39. Kekesalan Alya

1.6K 130 27
                                    

"Kau darimana? Acara sudah selesai daritadi." Tanya Sean sambil berjalan menuju mobil dimana Willy baru saja keluar menghampirinya.

"Mansion kecolongan."

Tangan Sean yang hendak membuka mobil terhenti. Ia menoleh ke arah Willy dengan dahi berkerut.
"Mansion? Mansion kita?"

Willy menggeleng. "Mansion keluarga Robbert."

"Bukankah Alya pulang kesana? Kok bisa?"
Tanya Sean sambil memasuki mobil.

Willy pun berlari menuju kemudinya dan mulai melajukan mobil memasuki tol yang lumayan ramai.

"Semua penjaga mansion berhasil dilumpuhkan. Mereka bahkan berhasil menyentuh Alya."

"Dia baik-baik saja?
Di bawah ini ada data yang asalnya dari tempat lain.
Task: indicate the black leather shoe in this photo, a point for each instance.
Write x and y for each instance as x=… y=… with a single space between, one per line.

Dimana dia sekarang?" Tanya Sean mulai panik saat mendengar jika orang jahat itu berani menyentuh istrinya.

Sean mengetik sesuatu pada ponselnya. Apalagi kalau bukan untuk menelpon Alya?

"Alya baik-baik saja. Dia memberi tendangan mematikan bagi kaum adam. Lalu, ia lari ke rumah. Orang itu kabur setelah melihat banyak pelayan keluar rumah."

Sean memijat pelipisnya.
Kenapa bisa ada orang jahat yang berhasil masuk dan disaat dirinya tidak berada di dekat Alya?
Jadi, Alya masih di mata-matai?

"Kau hubungi Arnold, sekarang." Perintah Sean pada Willy. Willy pun mengangguk.

"Halo, Sayang? Kamu baik-baik aja?"
Tanya Sean saat telponnya diangkat.

----------

"I am okay. Kakak gak usah khawatir. Alya tendang aset berharganya, tadi." Tawa Alya namun, sesaat kemudian ia meringis karena pinggulnya yang ia kompres dengan bungkusan es yang baru Dillah bawa ke kamarnya.

"Loh? Kamu kenapa?"

"Tadi pinggang Alya kepentok spion saking kagetnya."

"Ya Tuhan. Kakak lagi jalan, nanti kita cek ke RS ya."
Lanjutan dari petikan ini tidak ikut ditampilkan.